Pilocytic astrocytoma in adults

Herbert B Newton MD (

Dr. Newton, Director of the Neuro-Oncology Center at Advent Health Cancer Institute Orlando, has no relevant financial relationships to disclose.

Rimas V Lukas MD, editor. (

Dr. Lukas of Northwestern University Feinberg School of Medicine received honorariums from AbbVie as a guest speaker, from NewLink Genetics and Reneuron for consulting work, and from Monetris as an advisory board member.

Originally released August 22, 1995; last updated August 25, 2018; expires August 25, 2021


The author reviews the biology, clinical presentation, and treatment options available for adult patients with pilocytic astrocytomas. These uncommon tumors are generally slow growing and benign, with a favorable long-term prognosis compared to the more frequently diagnosed tumors in adults.

Key points


• Pilocytic astrocytoma is classified by the World Health Organization as a grade 1 tumor—low-grade astrocytoma with an indolent course in most cases.

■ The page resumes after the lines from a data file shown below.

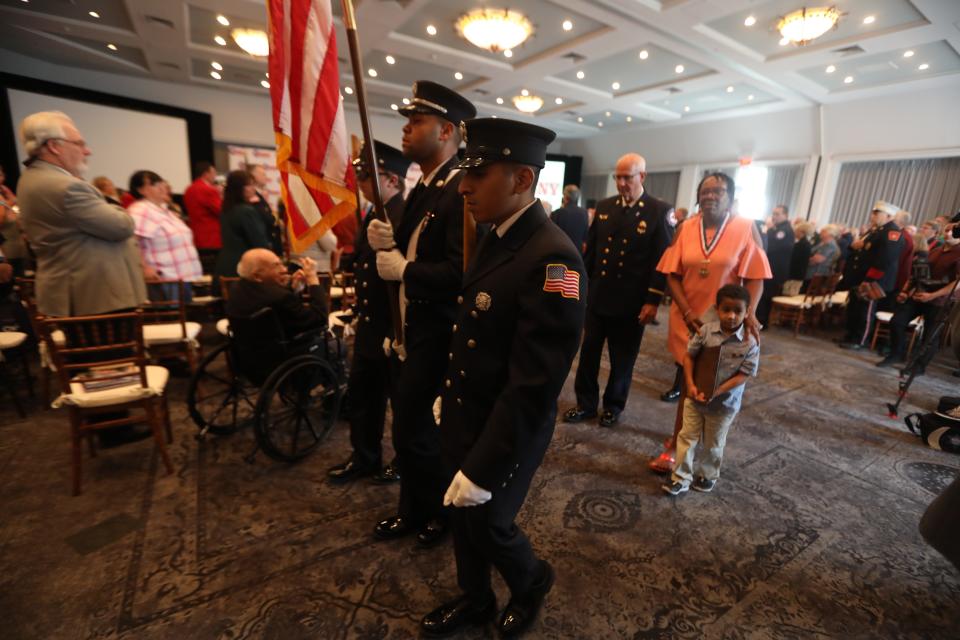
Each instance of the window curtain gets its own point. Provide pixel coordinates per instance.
(663, 185)
(925, 187)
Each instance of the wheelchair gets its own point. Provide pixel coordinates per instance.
(289, 389)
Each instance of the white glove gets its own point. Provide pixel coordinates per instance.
(380, 235)
(390, 265)
(463, 493)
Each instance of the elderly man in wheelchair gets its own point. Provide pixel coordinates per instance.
(278, 343)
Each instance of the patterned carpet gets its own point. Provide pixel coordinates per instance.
(811, 532)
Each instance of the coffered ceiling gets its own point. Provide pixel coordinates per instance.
(598, 65)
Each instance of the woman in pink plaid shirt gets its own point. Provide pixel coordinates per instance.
(166, 243)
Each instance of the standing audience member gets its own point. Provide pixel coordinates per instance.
(166, 243)
(241, 225)
(204, 204)
(87, 258)
(572, 218)
(624, 244)
(780, 240)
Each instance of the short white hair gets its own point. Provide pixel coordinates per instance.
(37, 128)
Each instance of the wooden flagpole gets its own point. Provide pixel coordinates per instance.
(353, 41)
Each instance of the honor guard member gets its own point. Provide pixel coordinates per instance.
(516, 334)
(880, 254)
(372, 372)
(628, 235)
(425, 254)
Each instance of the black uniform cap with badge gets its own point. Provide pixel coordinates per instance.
(492, 140)
(389, 159)
(437, 100)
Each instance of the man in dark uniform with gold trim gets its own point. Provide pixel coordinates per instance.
(516, 334)
(425, 254)
(372, 371)
(628, 235)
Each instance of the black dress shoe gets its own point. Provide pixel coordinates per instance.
(453, 616)
(388, 475)
(578, 414)
(609, 418)
(392, 528)
(670, 395)
(348, 471)
(432, 534)
(521, 611)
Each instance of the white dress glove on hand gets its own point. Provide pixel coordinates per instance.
(380, 235)
(390, 265)
(463, 493)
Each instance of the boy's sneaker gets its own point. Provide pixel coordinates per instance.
(704, 485)
(675, 488)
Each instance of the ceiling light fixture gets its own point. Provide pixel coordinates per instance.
(253, 41)
(805, 25)
(527, 103)
(494, 29)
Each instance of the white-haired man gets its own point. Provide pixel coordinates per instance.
(87, 258)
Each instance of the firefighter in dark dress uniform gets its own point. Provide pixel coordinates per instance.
(517, 329)
(877, 263)
(372, 371)
(628, 235)
(425, 254)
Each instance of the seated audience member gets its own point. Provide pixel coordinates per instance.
(203, 203)
(241, 225)
(265, 282)
(823, 261)
(924, 294)
(87, 258)
(166, 243)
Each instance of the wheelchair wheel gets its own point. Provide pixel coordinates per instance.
(298, 406)
(218, 400)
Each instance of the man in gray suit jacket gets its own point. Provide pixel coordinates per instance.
(87, 257)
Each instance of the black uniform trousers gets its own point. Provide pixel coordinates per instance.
(486, 536)
(416, 436)
(372, 381)
(623, 335)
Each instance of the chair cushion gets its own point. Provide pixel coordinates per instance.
(78, 396)
(169, 333)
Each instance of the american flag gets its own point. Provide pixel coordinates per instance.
(564, 281)
(313, 153)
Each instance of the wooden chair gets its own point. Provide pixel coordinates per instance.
(101, 363)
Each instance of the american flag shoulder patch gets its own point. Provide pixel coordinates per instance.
(562, 280)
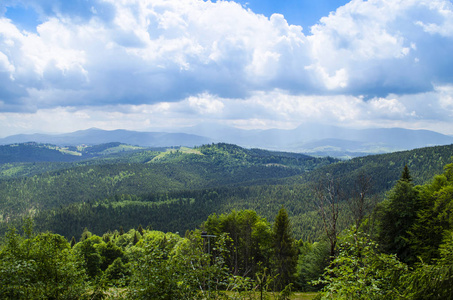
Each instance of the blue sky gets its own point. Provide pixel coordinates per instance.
(165, 64)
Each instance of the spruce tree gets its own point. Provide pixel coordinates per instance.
(399, 212)
(285, 251)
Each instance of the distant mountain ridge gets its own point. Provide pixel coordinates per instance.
(95, 136)
(313, 139)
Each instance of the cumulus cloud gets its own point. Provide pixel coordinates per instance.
(186, 60)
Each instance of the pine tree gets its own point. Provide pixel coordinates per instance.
(285, 251)
(399, 212)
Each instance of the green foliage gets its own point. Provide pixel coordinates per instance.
(285, 251)
(175, 268)
(397, 216)
(360, 272)
(248, 242)
(43, 267)
(313, 259)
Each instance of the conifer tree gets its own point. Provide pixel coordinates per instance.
(398, 215)
(285, 251)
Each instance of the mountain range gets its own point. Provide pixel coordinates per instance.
(313, 139)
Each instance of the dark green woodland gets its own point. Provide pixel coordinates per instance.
(220, 221)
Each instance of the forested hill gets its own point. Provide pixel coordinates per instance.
(37, 186)
(177, 189)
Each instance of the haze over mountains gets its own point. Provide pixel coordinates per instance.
(314, 139)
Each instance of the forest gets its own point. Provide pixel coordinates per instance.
(224, 222)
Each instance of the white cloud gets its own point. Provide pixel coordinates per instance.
(182, 61)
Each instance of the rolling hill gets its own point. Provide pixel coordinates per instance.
(176, 189)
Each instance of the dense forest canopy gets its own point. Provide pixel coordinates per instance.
(279, 222)
(176, 189)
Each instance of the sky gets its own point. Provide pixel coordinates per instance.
(152, 65)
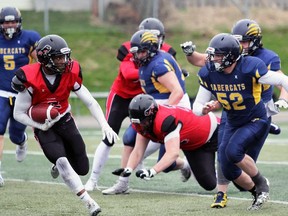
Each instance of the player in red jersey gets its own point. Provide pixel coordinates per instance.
(177, 128)
(125, 86)
(50, 81)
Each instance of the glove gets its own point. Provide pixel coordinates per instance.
(281, 103)
(110, 134)
(146, 174)
(49, 123)
(188, 48)
(123, 172)
(185, 73)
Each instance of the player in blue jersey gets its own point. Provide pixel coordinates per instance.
(236, 83)
(161, 77)
(248, 32)
(16, 50)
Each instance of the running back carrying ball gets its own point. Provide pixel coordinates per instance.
(40, 112)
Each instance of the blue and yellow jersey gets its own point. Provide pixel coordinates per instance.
(239, 92)
(273, 63)
(14, 54)
(159, 65)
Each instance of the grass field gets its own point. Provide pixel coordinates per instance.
(30, 190)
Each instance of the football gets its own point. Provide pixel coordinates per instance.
(40, 112)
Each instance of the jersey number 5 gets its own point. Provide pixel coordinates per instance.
(9, 62)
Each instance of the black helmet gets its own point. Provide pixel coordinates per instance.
(144, 40)
(248, 30)
(48, 48)
(10, 14)
(142, 110)
(154, 24)
(226, 45)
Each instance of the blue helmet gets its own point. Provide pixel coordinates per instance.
(10, 14)
(226, 45)
(141, 41)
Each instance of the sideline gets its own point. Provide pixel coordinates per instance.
(149, 191)
(90, 156)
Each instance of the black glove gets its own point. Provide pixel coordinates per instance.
(185, 72)
(122, 172)
(188, 48)
(146, 174)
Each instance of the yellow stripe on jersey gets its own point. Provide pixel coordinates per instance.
(256, 91)
(266, 86)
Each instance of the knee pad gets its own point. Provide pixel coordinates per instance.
(274, 129)
(170, 168)
(129, 137)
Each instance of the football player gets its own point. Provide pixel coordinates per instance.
(51, 81)
(171, 126)
(125, 86)
(17, 49)
(248, 32)
(236, 83)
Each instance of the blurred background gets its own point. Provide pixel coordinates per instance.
(94, 29)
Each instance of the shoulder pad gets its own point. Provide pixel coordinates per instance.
(17, 85)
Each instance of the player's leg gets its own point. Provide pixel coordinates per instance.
(4, 117)
(116, 112)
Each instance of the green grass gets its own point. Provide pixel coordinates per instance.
(30, 190)
(95, 47)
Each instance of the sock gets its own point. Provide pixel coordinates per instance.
(151, 148)
(260, 183)
(69, 176)
(124, 179)
(100, 157)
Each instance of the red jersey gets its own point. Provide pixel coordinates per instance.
(195, 129)
(56, 94)
(127, 84)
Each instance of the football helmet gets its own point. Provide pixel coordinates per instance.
(142, 110)
(248, 30)
(226, 46)
(49, 48)
(154, 24)
(10, 14)
(144, 45)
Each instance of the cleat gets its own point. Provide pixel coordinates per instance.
(274, 129)
(1, 181)
(260, 197)
(21, 150)
(185, 171)
(91, 185)
(93, 208)
(54, 172)
(120, 187)
(220, 200)
(258, 200)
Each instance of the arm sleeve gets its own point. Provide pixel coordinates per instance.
(273, 78)
(129, 70)
(22, 104)
(85, 96)
(202, 97)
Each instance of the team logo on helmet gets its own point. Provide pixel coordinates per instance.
(253, 29)
(149, 37)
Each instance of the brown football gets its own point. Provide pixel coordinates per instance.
(40, 112)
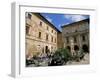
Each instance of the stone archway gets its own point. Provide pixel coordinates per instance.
(85, 48)
(68, 48)
(76, 48)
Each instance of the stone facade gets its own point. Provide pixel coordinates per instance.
(76, 36)
(41, 35)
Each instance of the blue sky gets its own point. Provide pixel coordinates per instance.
(59, 20)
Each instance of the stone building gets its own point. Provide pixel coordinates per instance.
(41, 35)
(76, 36)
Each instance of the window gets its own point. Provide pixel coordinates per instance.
(27, 29)
(46, 37)
(29, 16)
(40, 23)
(39, 34)
(83, 38)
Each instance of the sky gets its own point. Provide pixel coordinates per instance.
(59, 20)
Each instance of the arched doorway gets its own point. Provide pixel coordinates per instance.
(85, 48)
(68, 48)
(76, 48)
(46, 49)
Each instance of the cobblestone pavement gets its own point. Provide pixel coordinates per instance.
(45, 62)
(83, 61)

MRI typically shows a cystic mass with an enhancing mural nodule.


• A small percentage of cases will have a more aggressive course.

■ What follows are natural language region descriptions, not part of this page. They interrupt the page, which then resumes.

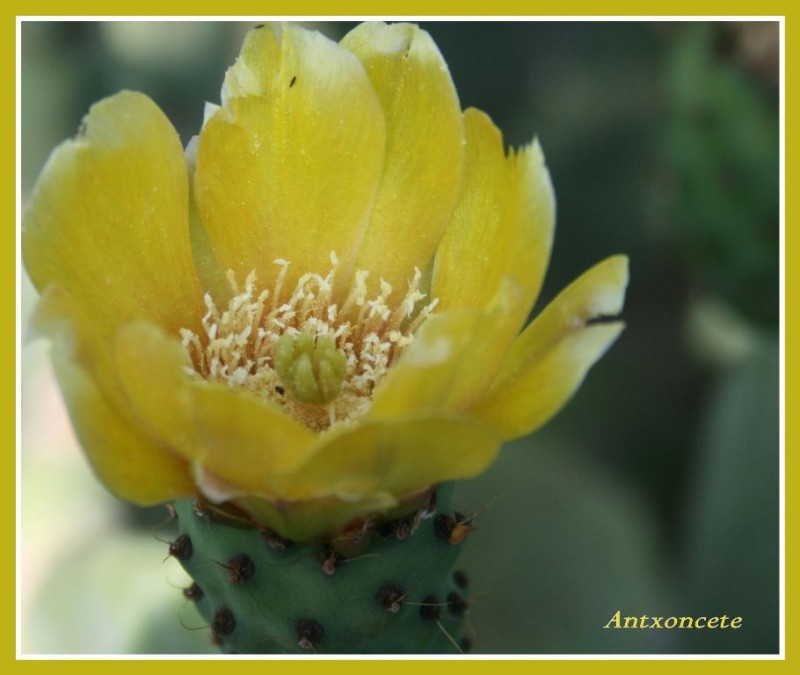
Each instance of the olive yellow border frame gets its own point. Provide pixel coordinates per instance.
(10, 274)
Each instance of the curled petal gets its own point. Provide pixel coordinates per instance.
(289, 166)
(502, 226)
(547, 363)
(424, 147)
(108, 219)
(453, 359)
(131, 464)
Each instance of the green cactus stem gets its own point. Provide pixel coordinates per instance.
(384, 588)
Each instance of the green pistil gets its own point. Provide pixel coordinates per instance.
(311, 369)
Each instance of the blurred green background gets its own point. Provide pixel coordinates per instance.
(657, 490)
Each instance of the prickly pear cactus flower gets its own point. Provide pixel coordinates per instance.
(315, 312)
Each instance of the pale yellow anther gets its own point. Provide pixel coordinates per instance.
(317, 359)
(312, 370)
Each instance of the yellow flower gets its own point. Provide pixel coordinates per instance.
(313, 312)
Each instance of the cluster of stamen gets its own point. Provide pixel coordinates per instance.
(238, 343)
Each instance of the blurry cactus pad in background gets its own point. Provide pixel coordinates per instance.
(304, 323)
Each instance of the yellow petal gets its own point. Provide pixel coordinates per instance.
(231, 433)
(126, 460)
(453, 359)
(502, 225)
(108, 219)
(289, 166)
(547, 363)
(398, 457)
(424, 148)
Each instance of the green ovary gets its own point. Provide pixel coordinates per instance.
(311, 369)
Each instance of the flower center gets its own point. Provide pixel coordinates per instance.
(317, 360)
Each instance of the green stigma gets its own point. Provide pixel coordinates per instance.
(312, 370)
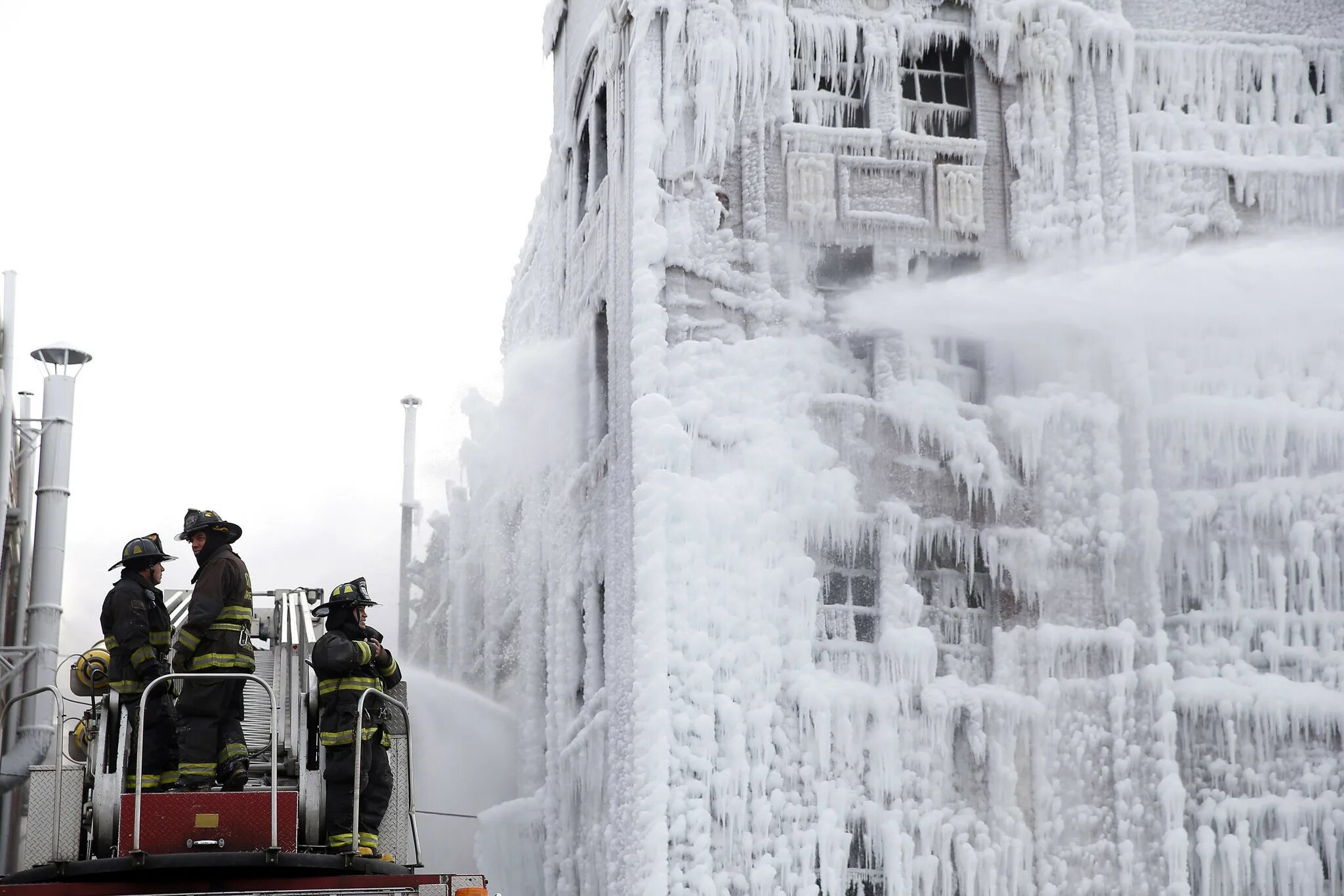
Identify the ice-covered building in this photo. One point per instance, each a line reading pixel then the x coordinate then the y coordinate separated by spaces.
pixel 795 605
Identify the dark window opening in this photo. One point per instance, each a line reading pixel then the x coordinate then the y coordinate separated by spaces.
pixel 948 266
pixel 842 268
pixel 582 649
pixel 937 89
pixel 600 636
pixel 598 138
pixel 581 171
pixel 961 367
pixel 601 413
pixel 835 98
pixel 864 876
pixel 849 579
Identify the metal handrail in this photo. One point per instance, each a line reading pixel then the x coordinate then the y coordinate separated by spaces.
pixel 410 775
pixel 211 676
pixel 57 724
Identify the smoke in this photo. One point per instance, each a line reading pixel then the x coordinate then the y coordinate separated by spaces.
pixel 541 419
pixel 465 752
pixel 1260 289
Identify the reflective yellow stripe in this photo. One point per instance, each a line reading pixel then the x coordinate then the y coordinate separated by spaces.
pixel 233 751
pixel 341 738
pixel 354 683
pixel 222 661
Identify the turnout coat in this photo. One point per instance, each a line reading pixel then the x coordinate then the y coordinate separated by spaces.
pixel 346 668
pixel 137 630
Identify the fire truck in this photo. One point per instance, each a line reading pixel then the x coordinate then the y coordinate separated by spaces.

• Gross total resection may be curative in many cases.


• Rarely, progressive or recurrent cases may need treatment with radiotherapy and/or chemotherapy.

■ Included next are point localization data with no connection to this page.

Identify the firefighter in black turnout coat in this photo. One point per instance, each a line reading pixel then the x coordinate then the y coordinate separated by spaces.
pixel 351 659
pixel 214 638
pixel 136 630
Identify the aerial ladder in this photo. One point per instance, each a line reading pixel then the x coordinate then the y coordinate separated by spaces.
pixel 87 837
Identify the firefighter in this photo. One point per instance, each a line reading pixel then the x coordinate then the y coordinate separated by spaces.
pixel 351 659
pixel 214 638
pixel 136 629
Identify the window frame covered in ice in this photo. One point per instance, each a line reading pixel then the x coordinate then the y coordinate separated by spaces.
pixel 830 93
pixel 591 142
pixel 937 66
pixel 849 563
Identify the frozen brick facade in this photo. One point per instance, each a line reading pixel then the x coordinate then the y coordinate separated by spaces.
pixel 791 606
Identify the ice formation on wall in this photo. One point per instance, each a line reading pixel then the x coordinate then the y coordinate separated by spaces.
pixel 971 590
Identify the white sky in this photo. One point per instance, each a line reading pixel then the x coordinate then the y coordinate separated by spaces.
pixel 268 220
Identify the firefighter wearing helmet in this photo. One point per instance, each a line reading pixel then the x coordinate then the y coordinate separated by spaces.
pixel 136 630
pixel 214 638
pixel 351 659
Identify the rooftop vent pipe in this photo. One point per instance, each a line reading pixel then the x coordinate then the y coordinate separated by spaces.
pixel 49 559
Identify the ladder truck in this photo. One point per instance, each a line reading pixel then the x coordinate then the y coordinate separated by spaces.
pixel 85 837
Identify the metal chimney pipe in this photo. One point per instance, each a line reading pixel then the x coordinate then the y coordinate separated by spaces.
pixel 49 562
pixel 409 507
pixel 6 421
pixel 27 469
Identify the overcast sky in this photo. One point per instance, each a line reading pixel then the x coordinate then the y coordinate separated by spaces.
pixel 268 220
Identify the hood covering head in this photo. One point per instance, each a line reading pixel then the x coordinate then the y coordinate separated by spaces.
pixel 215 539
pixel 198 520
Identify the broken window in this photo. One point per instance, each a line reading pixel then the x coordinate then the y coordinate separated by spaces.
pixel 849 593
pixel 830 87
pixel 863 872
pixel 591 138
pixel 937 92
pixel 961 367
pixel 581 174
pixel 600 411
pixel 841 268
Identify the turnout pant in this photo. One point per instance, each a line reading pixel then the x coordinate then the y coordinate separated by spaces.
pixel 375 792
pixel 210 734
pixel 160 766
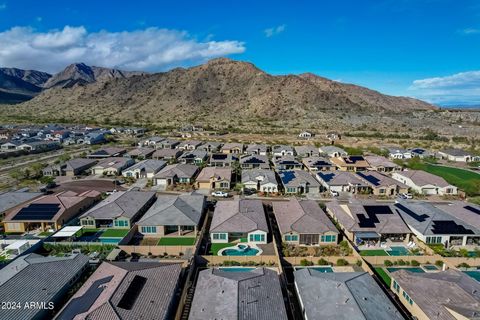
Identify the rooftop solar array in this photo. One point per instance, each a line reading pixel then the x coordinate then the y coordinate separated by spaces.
pixel 369 220
pixel 449 227
pixel 38 211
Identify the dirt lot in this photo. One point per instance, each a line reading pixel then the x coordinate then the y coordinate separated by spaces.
pixel 85 185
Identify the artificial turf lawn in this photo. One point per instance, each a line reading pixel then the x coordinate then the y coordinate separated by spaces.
pixel 385 277
pixel 367 253
pixel 180 241
pixel 215 247
pixel 466 180
pixel 114 233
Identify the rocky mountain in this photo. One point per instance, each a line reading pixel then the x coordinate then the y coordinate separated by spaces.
pixel 81 74
pixel 220 91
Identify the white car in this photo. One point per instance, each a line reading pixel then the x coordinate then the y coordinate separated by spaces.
pixel 220 194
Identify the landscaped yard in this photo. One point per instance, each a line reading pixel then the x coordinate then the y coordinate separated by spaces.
pixel 385 277
pixel 114 233
pixel 367 253
pixel 466 180
pixel 178 241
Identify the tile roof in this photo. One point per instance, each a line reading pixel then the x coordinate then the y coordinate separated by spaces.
pixel 246 295
pixel 239 215
pixel 343 295
pixel 303 216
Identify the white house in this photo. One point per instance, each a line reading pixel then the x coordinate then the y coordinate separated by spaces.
pixel 425 183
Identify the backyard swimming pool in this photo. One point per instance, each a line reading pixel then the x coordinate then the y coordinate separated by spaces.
pixel 412 269
pixel 240 250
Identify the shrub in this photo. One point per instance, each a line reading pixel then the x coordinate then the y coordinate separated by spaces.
pixel 342 262
pixel 463 265
pixel 414 263
pixel 306 263
pixel 439 263
pixel 388 263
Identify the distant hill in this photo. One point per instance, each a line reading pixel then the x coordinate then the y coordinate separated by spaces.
pixel 220 90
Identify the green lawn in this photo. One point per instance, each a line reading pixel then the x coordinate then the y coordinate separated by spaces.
pixel 385 277
pixel 114 233
pixel 215 247
pixel 466 180
pixel 367 253
pixel 180 241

Historical note and terminology

The seminal descriptions of what are now termed "pilocytic astrocytoma" were made by Ribbert and later by Bailey and Cushing in an early brain tumor classification of theirs, using the name "spongioblastoma" (Ribbert 1918; Bailey and Cushing 1926; Zulch 1986). Nosologically, it did not seem appropriate to many investigators to use the term "spongioblastoma," (which implied a primitive neoplasm with malignant growth potential) to describe a tumor that behaved in a benign fashion and carried a relatively good prognosis (Zulch 1937). Penfield adopted the term "piloid astrocytoma" instead of "spongioblastoma" to describe this unique group of tumors that contained elongated, pointed bipolar or multipolar cells (Penfield 1931). Other investigators coined the phrase "astrocytoma of the juvenile type" because of the propensity of these neoplasms to occur in children, adolescents, and young adults (Kagan 1958; Rubinstein 1972). Bergstrand described tumors with cells that formed intersecting bundles like "waves of hair" and called them "gliocytoma embryonale" (Bergstrand 1932). Extensive work by Zulch eventually led to the conclusion that the apparently disparate tumors described by Bailey and Cushing, Penfield, Kagan, and Bergstrand were in fact a single entity (Zulch 1937; Zulch 1986). The World Health Organization now classifies all "piloid" tumors that have the appropriate characteristics (occurrence in the cerebrum or near the midline, microcystic, or macrocystic regions, presence of Rosenthal fibers and granular bodies, lack of mitoses and nuclear pleomorphism, etc.) as pilocytic astrocytomas (astrocytoma, grade 1), regardless of the age of the patient (Zulch 1979; Zulch 1986). Although uncommon, an adult form of pilocytic astrocytoma can occur that has a different histological appearance than the more common juvenile pilocytic tumors, and has been recognized as a separate clinical entity since 1959 (Russell and Rubinstein 1959).